I cannot describe the relief I felt after going private. It freed me from constantly checking and comparing the stats. I’m not going to say that it didn’t come with new challenges — for example, I no longer had the perks of a public business page on Instagram. But I trusted that Hashem could send parnassah in a way that was good for me.
The next frontier was my YouTube channel. Years back, my husband and I had spoken with Rabbi Falk a’’h about kol ishah, and his psak was that since recorded singing means the voice is essentially modified, then if it’s only audio, it’s okay as long as it has the kol ishah disclaimer. That psak was about putting my audio music on streaming platforms.
As for music videos though, even though they’re recorded (which means modified) as well, the fact that I could be seen singing and performing is more problematic, disclaimer notwithstanding, Rav Falk told me, adding that I should call him again if I decided to put out music videos. When I produced my first video, though, it was after Rav Falk’s petirah; I received a heter from local rabbanim to produce it. At the time, I knew it was a gray area, but I went with it, and that was where my success was. Those videos went viral — they pumped my numbers and did promotional work for me.
But after I went private on Instagram, I knew those videos were next. My YouTube channel had 14 gorgeous videos with hundreds of thousands of views. I’d sweated and toiled for them; I’d watched them climb and grow for years. And my parnassah was in them. Could I really close the channel?
I closed my eyes and did it.
On Lag B’omer of 2025, I released a new music video, “Ashira Vaazamra” (composed by R’ Chezkie Weisz), for the first time without YouTube. It was a big adjustment: Since I only put my videos on kosher music platforms, where they can’t be viewed without membership (such as 24Six and Toveedo), I naturally have less publicity now. And without YouTube, I couldn’t see my views climb instantly, so there wasn’t that heady rush and buzzing adrenaline. But what I did have was my calm. This was the right way to release a music video — for me.
Just recently, I’ve also stopped sharing singing videos with my face showing on my Instagram page — even with a private page. And as I reopen my girls’ choir (this time in Monsey), I’ll be doing so without a YouTube channel, and without showing the girls’ faces anywhere online.
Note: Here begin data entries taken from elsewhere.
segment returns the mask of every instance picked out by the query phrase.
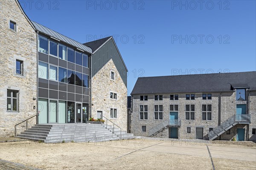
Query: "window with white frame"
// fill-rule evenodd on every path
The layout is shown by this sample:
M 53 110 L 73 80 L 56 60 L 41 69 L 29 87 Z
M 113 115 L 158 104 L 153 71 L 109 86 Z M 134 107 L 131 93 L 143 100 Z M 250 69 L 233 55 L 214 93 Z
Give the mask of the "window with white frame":
M 147 105 L 140 105 L 140 119 L 148 119 Z
M 179 105 L 170 105 L 170 111 L 178 111 Z
M 17 91 L 7 90 L 7 111 L 18 111 L 18 94 Z
M 195 120 L 195 105 L 186 105 L 186 120 Z
M 154 119 L 163 120 L 163 105 L 155 105 Z
M 116 109 L 110 109 L 110 118 L 114 119 L 117 117 Z
M 212 105 L 202 105 L 202 119 L 212 120 Z
M 117 99 L 117 94 L 113 92 L 110 92 L 110 98 L 112 99 Z

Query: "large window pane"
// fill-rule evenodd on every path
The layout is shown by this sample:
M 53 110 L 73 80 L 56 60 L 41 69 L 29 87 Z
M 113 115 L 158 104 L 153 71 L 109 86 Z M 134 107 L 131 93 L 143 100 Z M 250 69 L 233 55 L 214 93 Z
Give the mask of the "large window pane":
M 57 46 L 58 44 L 57 43 L 50 41 L 50 54 L 57 57 Z
M 49 79 L 57 81 L 57 67 L 50 65 L 50 69 L 49 70 Z
M 38 78 L 48 79 L 48 64 L 39 62 Z
M 82 65 L 82 53 L 76 51 L 76 64 Z
M 75 102 L 67 102 L 67 122 L 75 123 Z
M 86 54 L 83 54 L 83 66 L 84 67 L 89 67 L 88 65 L 89 63 L 89 57 Z
M 83 87 L 89 88 L 89 76 L 83 74 Z
M 38 99 L 38 123 L 47 123 L 48 115 L 48 99 Z
M 67 82 L 67 69 L 59 67 L 59 82 Z
M 76 85 L 82 86 L 82 74 L 76 72 Z
M 67 83 L 75 85 L 75 71 L 67 70 Z
M 75 50 L 67 48 L 67 61 L 75 63 Z
M 38 51 L 43 53 L 48 54 L 48 39 L 39 35 L 39 47 Z
M 66 123 L 66 101 L 59 101 L 58 123 Z
M 59 58 L 67 60 L 67 47 L 62 44 L 59 44 Z

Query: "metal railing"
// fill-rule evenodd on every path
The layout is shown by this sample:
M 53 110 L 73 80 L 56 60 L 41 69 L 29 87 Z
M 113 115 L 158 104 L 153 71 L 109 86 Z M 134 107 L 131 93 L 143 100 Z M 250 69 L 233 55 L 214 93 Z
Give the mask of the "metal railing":
M 15 136 L 17 136 L 17 125 L 19 125 L 22 123 L 23 123 L 23 122 L 26 122 L 26 130 L 28 130 L 28 126 L 29 126 L 28 125 L 28 121 L 29 120 L 33 118 L 34 117 L 35 117 L 37 115 L 37 113 L 35 113 L 35 114 L 33 114 L 33 115 L 32 115 L 31 116 L 30 116 L 29 117 L 28 117 L 27 118 L 22 120 L 21 121 L 19 122 L 18 123 L 16 123 L 16 124 L 15 124 L 15 125 L 14 126 L 14 129 L 15 129 L 15 132 L 14 132 L 14 134 L 15 135 Z
M 120 128 L 119 126 L 117 126 L 116 124 L 115 124 L 115 123 L 112 122 L 110 120 L 108 119 L 108 118 L 107 118 L 106 117 L 103 116 L 103 115 L 101 115 L 101 117 L 102 120 L 103 119 L 102 119 L 103 117 L 106 119 L 106 126 L 107 126 L 107 128 L 108 128 L 108 122 L 111 122 L 113 124 L 113 133 L 115 133 L 115 125 L 116 126 L 116 127 L 117 127 L 118 128 L 119 128 L 120 129 L 120 139 L 122 139 L 122 128 Z M 101 124 L 102 125 L 102 122 L 101 122 Z

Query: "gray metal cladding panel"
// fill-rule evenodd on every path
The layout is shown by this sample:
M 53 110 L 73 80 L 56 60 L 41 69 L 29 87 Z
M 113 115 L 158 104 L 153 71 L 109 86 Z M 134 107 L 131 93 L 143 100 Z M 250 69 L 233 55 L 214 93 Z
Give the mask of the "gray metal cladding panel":
M 49 63 L 58 65 L 58 58 L 52 56 L 49 56 Z
M 48 80 L 45 79 L 38 79 L 38 87 L 42 88 L 48 88 Z
M 70 93 L 75 93 L 75 85 L 67 85 L 67 92 Z
M 127 87 L 127 76 L 124 73 L 126 71 L 126 69 L 112 40 L 108 41 L 92 56 L 92 76 L 94 76 L 111 59 Z
M 79 65 L 76 65 L 76 71 L 80 72 L 80 73 L 83 72 L 82 66 Z
M 58 91 L 49 90 L 49 98 L 58 99 Z
M 76 101 L 79 102 L 82 102 L 82 95 L 76 94 Z
M 89 95 L 89 88 L 83 88 L 83 94 L 86 95 Z
M 49 80 L 49 88 L 58 90 L 58 83 L 57 82 Z
M 85 74 L 89 75 L 89 68 L 83 67 L 83 73 Z
M 67 100 L 67 93 L 59 91 L 59 100 Z
M 38 60 L 46 62 L 48 62 L 48 55 L 38 52 Z
M 75 64 L 67 62 L 67 69 L 75 71 Z
M 83 102 L 84 103 L 89 103 L 89 96 L 83 96 Z
M 48 90 L 38 88 L 38 97 L 48 98 Z
M 59 59 L 59 66 L 67 68 L 67 62 L 61 59 Z
M 75 94 L 73 93 L 67 93 L 67 100 L 75 101 Z
M 67 84 L 59 82 L 59 90 L 67 91 Z
M 82 94 L 82 87 L 76 86 L 76 93 L 77 94 Z

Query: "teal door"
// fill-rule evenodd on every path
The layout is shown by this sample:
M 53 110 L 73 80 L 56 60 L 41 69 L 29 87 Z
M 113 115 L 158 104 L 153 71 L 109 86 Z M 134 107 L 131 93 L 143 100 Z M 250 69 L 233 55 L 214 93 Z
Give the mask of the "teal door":
M 244 141 L 245 129 L 237 129 L 237 137 L 236 139 L 238 141 Z
M 169 138 L 178 139 L 177 128 L 169 128 Z
M 175 122 L 177 122 L 177 119 L 178 112 L 170 112 L 170 125 L 175 125 Z M 176 124 L 177 123 L 176 122 Z
M 236 105 L 236 114 L 245 114 L 246 105 Z

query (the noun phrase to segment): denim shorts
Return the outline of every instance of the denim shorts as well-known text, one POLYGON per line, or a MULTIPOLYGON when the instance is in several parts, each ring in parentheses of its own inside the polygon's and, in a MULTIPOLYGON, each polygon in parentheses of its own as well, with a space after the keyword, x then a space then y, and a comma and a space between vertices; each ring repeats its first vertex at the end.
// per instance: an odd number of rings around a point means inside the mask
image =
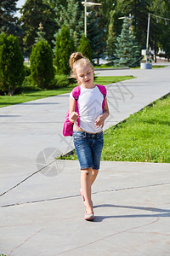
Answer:
POLYGON ((74 131, 73 141, 81 169, 92 167, 99 170, 104 144, 103 132, 90 134, 74 131))

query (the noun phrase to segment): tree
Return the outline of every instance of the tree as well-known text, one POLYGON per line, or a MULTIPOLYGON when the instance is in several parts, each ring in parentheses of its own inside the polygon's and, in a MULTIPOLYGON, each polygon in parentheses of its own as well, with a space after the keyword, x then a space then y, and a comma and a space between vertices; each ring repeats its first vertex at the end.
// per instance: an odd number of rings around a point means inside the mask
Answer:
POLYGON ((13 35, 0 35, 0 88, 12 96, 25 77, 24 58, 18 38, 13 35))
POLYGON ((137 66, 136 61, 139 55, 138 44, 133 32, 129 31, 129 23, 124 19, 121 35, 117 37, 116 44, 116 58, 114 61, 118 67, 137 66))
POLYGON ((17 0, 0 1, 0 32, 4 32, 7 35, 20 34, 20 28, 16 24, 18 18, 14 17, 17 11, 17 0))
POLYGON ((106 40, 106 49, 105 55, 107 56, 107 60, 113 64, 115 60, 115 53, 116 53, 116 35, 113 30, 113 24, 114 24, 114 15, 115 10, 110 12, 110 22, 109 25, 109 31, 108 31, 108 38, 106 40))
POLYGON ((90 46, 90 42, 88 38, 83 34, 80 39, 80 45, 77 49, 77 51, 82 52, 82 54, 88 58, 90 61, 92 61, 92 48, 90 46))
POLYGON ((40 22, 39 27, 38 27, 38 32, 37 32, 37 38, 35 38, 36 44, 39 41, 45 41, 45 34, 46 32, 43 32, 43 26, 42 24, 40 22))
POLYGON ((42 89, 49 88, 54 77, 53 53, 49 44, 45 40, 38 41, 32 48, 30 61, 33 84, 42 89))
POLYGON ((26 0, 25 5, 20 9, 21 17, 20 22, 24 30, 23 44, 24 50, 29 55, 31 47, 37 37, 37 28, 41 22, 43 24, 46 39, 52 46, 54 32, 57 25, 54 21, 56 14, 47 2, 43 0, 26 0))
POLYGON ((68 26, 63 26, 56 37, 54 64, 58 74, 70 73, 69 58, 74 50, 73 38, 70 34, 68 26))

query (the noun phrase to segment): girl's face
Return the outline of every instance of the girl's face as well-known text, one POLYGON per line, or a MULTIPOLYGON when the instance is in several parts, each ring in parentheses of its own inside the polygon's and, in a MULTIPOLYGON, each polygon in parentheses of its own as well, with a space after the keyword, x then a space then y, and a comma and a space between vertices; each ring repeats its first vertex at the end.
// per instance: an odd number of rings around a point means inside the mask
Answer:
POLYGON ((90 65, 78 66, 76 71, 76 79, 81 84, 84 86, 94 84, 94 69, 90 65))

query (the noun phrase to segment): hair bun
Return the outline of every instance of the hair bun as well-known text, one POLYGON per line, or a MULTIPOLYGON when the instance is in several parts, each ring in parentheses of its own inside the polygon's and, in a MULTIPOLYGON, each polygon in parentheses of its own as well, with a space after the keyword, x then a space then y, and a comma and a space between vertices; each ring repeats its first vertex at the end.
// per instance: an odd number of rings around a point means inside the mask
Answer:
POLYGON ((71 54, 71 57, 70 57, 70 61, 69 61, 69 64, 71 68, 73 68, 73 65, 74 63, 84 58, 84 56, 82 55, 82 54, 81 52, 74 52, 73 54, 71 54))

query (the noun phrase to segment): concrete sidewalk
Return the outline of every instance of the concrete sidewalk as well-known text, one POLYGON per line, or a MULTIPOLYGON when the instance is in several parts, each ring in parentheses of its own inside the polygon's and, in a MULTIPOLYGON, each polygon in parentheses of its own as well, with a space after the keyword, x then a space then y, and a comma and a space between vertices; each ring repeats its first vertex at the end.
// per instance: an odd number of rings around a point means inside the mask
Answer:
POLYGON ((102 162, 94 222, 83 220, 77 161, 53 178, 38 173, 3 197, 1 253, 169 255, 169 166, 102 162))
MULTIPOLYGON (((107 85, 105 129, 169 93, 169 72, 99 72, 137 77, 107 85)), ((54 161, 73 148, 61 135, 68 105, 66 94, 0 108, 0 253, 169 255, 170 164, 102 162, 85 222, 78 162, 54 161)))

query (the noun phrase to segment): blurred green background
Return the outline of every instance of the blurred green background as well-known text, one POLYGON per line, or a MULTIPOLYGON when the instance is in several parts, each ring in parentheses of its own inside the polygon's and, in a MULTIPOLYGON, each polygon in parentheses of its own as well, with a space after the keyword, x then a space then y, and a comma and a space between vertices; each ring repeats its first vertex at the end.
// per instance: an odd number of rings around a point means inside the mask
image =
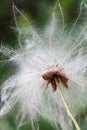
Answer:
MULTIPOLYGON (((79 13, 79 6, 82 0, 60 0, 66 21, 73 22, 79 13)), ((84 0, 87 2, 87 0, 84 0)), ((12 29, 15 27, 13 17, 13 3, 20 11, 24 11, 33 20, 34 24, 43 28, 49 19, 49 10, 56 0, 0 0, 0 42, 14 47, 17 44, 17 32, 12 29)), ((6 64, 2 67, 0 65, 0 84, 8 75, 12 75, 14 65, 6 64)), ((86 112, 81 113, 77 117, 82 130, 87 130, 87 115, 86 112)), ((41 120, 39 122, 40 130, 54 130, 47 121, 41 120)), ((17 123, 15 121, 15 114, 9 115, 0 119, 0 130, 16 130, 17 123)), ((31 130, 29 124, 24 125, 20 130, 31 130)))

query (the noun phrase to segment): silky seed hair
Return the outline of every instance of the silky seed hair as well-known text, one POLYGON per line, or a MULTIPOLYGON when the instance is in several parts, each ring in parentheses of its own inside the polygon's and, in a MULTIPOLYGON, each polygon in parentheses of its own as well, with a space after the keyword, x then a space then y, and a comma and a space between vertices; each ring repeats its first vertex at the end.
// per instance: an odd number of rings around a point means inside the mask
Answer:
POLYGON ((13 6, 19 48, 11 49, 1 45, 0 52, 8 57, 3 62, 12 62, 18 69, 1 86, 0 116, 17 106, 18 128, 28 122, 33 130, 38 130, 38 122, 43 118, 56 130, 60 127, 62 130, 73 130, 57 83, 74 117, 87 108, 87 23, 78 25, 82 9, 86 9, 87 5, 81 3, 71 31, 64 23, 60 3, 57 5, 62 22, 56 8, 53 9, 43 33, 38 32, 13 6), (18 24, 15 12, 26 21, 26 26, 18 24))

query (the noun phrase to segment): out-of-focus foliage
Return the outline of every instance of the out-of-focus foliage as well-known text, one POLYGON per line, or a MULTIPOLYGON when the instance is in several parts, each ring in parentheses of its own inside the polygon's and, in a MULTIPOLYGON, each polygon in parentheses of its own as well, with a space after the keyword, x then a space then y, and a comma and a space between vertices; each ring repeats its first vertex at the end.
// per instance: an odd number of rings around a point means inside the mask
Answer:
MULTIPOLYGON (((56 1, 56 0, 55 0, 56 1)), ((53 6, 54 0, 14 0, 14 4, 21 11, 25 11, 34 24, 42 27, 45 25, 49 18, 50 9, 53 6)), ((72 22, 78 16, 80 2, 82 0, 60 0, 66 21, 72 22)), ((87 0, 84 0, 87 2, 87 0)), ((15 46, 17 44, 17 32, 12 29, 15 27, 12 0, 0 0, 0 42, 15 46)), ((1 67, 1 64, 0 64, 1 67)), ((7 78, 8 75, 12 74, 14 65, 4 65, 0 68, 0 84, 3 79, 7 78), (9 70, 9 71, 8 71, 9 70), (6 75, 5 75, 6 74, 6 75)), ((81 125, 82 130, 87 130, 87 119, 85 117, 87 113, 78 116, 78 122, 81 125), (85 118, 85 122, 83 122, 85 118)), ((54 130, 47 121, 41 120, 39 122, 40 130, 54 130)), ((17 122, 15 122, 14 113, 10 116, 6 116, 0 119, 0 130, 16 130, 17 122)), ((31 127, 27 124, 20 128, 20 130, 31 130, 31 127)))
MULTIPOLYGON (((19 10, 27 12, 35 24, 42 26, 48 20, 50 7, 56 0, 14 0, 19 10)), ((86 1, 86 0, 85 0, 86 1)), ((72 21, 78 15, 81 0, 60 0, 66 18, 72 21)), ((15 26, 13 18, 13 1, 0 0, 0 41, 14 45, 16 33, 11 28, 15 26)))

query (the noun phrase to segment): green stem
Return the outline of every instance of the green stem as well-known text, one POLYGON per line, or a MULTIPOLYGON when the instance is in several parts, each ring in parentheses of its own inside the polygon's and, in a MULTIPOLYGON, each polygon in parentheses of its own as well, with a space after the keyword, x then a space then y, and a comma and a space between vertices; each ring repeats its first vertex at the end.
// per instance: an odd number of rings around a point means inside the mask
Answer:
POLYGON ((59 85, 58 81, 56 81, 56 84, 57 84, 58 91, 59 91, 59 93, 60 93, 61 99, 62 99, 62 101, 63 101, 63 104, 64 104, 64 106, 65 106, 65 108, 66 108, 66 111, 67 111, 69 117, 70 117, 71 120, 73 121, 73 123, 74 123, 76 129, 77 129, 77 130, 81 130, 80 127, 79 127, 79 125, 78 125, 78 123, 77 123, 77 121, 76 121, 76 119, 74 118, 74 116, 73 116, 73 114, 72 114, 72 112, 71 112, 71 110, 70 110, 68 104, 67 104, 67 101, 66 101, 66 99, 65 99, 65 97, 64 97, 64 95, 63 95, 63 93, 62 93, 62 90, 61 90, 61 88, 60 88, 60 85, 59 85))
When I give live concerts now, I share the stories behind my songs with honesty, sharing my struggles, including with mental health (Give Us Strength) and body image (Beautiful). If I can help other women feel less alone in their struggles, if I can bring Hashem into the moment and let us all feel His presence, sing and dance for Him, and spread joy together — then I am where I’m meant to be.
After concerts, women come up to share their stories — what they’re facing, and the chizuk they find in my music. “Not a week goes by that I bake challah without listening to your song,” one woman shared. Another said: “You’ve helped me see myself as beautiful.”
For those moments, despite — and maybe because of — my struggles and the painstaking growth that followed, I feel it’s all been worthwhile.